Their utilization of emergency medical services accounted for $777.2 million in extra hospital charges for Tennessee in year 2000 dollars, representing an additional $1,568 for each emergency patient with unmet substance abuse treatment need. In this statewide study, less than 10 percent of the emergency department patients needing substance abuse treatment were currently receiving it.

"We predict that systematically addressing substance abuse problems in emergency departments would produce major savings in time, resources and costs," Rockett said. "In exacerbating the workloads of very busy hospital staff, emergency patients with unmet substance abuse treatment need add many millions of dollars to annual health care costs.
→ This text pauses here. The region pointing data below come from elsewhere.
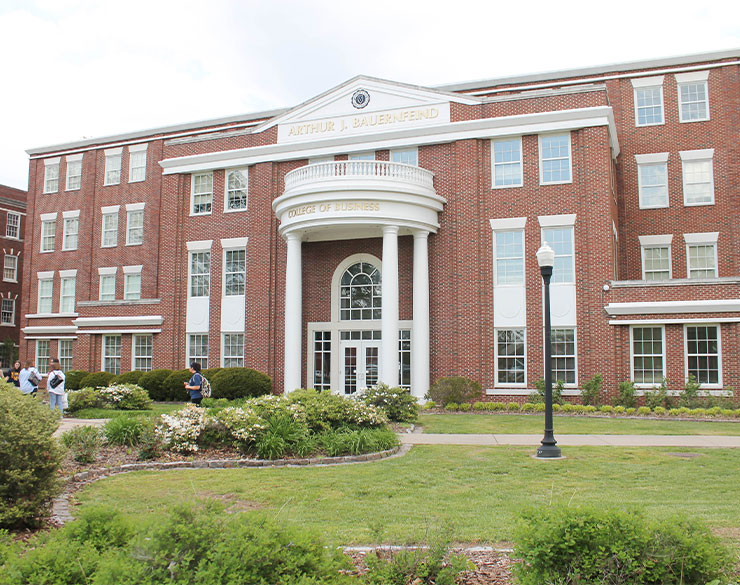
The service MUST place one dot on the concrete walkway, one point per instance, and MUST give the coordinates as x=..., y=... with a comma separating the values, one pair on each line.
x=573, y=440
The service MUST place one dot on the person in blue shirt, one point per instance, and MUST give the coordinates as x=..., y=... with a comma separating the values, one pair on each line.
x=195, y=383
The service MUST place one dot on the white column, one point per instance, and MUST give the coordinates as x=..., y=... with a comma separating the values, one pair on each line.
x=389, y=321
x=420, y=334
x=293, y=314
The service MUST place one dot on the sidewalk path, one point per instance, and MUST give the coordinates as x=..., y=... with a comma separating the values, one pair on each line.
x=573, y=440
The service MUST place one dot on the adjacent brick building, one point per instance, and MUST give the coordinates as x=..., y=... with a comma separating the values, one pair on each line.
x=387, y=232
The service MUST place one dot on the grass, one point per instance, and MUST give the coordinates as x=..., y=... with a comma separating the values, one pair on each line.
x=570, y=425
x=476, y=490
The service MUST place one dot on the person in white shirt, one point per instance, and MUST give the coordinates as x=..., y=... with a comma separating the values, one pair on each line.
x=29, y=379
x=55, y=386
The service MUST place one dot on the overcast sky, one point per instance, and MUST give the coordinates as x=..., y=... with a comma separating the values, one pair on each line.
x=75, y=69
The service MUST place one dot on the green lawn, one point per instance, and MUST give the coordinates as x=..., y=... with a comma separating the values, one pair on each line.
x=569, y=425
x=477, y=490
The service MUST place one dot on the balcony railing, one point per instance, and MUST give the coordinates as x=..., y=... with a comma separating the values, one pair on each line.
x=359, y=169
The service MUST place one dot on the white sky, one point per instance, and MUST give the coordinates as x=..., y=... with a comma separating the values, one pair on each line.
x=73, y=69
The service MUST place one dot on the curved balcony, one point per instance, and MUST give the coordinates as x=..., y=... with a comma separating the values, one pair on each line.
x=355, y=199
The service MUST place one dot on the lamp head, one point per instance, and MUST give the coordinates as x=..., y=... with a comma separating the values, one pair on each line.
x=546, y=256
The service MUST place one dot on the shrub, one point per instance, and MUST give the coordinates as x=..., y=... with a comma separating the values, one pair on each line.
x=152, y=383
x=570, y=546
x=397, y=403
x=84, y=442
x=73, y=379
x=240, y=383
x=591, y=393
x=30, y=458
x=96, y=380
x=456, y=389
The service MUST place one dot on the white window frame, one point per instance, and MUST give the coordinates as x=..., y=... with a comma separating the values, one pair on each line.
x=656, y=242
x=686, y=327
x=632, y=355
x=74, y=172
x=692, y=78
x=701, y=239
x=569, y=158
x=648, y=160
x=113, y=158
x=689, y=157
x=13, y=227
x=194, y=194
x=51, y=175
x=137, y=154
x=494, y=164
x=643, y=83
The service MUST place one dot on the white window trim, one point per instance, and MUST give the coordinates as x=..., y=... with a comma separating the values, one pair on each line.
x=570, y=157
x=706, y=154
x=521, y=163
x=632, y=354
x=719, y=353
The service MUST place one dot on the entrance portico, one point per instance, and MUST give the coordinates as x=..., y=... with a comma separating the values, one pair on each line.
x=361, y=199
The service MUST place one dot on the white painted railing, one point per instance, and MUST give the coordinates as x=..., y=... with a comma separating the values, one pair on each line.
x=359, y=168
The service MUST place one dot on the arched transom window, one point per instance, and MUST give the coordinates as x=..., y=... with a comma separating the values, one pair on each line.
x=359, y=294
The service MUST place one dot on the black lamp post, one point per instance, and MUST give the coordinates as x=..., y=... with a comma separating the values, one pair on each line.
x=549, y=448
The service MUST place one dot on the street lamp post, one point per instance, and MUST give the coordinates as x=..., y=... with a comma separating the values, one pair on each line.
x=549, y=448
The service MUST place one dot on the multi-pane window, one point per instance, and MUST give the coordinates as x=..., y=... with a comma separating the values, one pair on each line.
x=648, y=362
x=198, y=349
x=66, y=354
x=561, y=241
x=43, y=355
x=563, y=353
x=10, y=268
x=407, y=156
x=359, y=293
x=322, y=360
x=233, y=350
x=656, y=263
x=237, y=183
x=67, y=292
x=693, y=104
x=200, y=274
x=698, y=176
x=74, y=173
x=134, y=227
x=48, y=234
x=555, y=159
x=507, y=163
x=136, y=165
x=235, y=270
x=509, y=257
x=71, y=233
x=46, y=293
x=112, y=166
x=112, y=354
x=51, y=176
x=142, y=352
x=110, y=230
x=13, y=226
x=702, y=353
x=202, y=193
x=510, y=356
x=7, y=312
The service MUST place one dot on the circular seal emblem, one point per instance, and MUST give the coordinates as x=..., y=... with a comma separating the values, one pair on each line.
x=360, y=99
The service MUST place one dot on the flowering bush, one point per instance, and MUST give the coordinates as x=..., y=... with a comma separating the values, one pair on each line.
x=180, y=431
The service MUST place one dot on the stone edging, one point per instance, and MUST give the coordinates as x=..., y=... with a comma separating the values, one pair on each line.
x=60, y=506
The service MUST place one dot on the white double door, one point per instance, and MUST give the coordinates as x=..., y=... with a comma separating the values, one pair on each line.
x=360, y=364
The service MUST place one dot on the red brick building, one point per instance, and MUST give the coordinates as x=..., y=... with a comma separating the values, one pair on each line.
x=387, y=232
x=12, y=226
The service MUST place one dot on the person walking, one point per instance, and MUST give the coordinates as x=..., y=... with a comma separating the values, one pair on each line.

Unmet Substance Abuse Needs

"Our research findings speak to the importance of identifying them as substance abusers -- either for a brief intervention or to refer them to substance abuse treatment as appropriate. The emergency department visit itself can represent a teachable moment for a patient."

The researchers estimated that 27 percent of adult emergency department patients in Tennessee have unmet substance abuse need. Compared to patients without substance abuse treatment need, patients with unmet need were younger, more likely to be male, and uninsured or enrolled in TennCare, Tennessee's Medicaid-waiver managed-care program.

The study was a cross-sectional survey conducted in seven Tennessee hospitals between June 1996 and January 1997.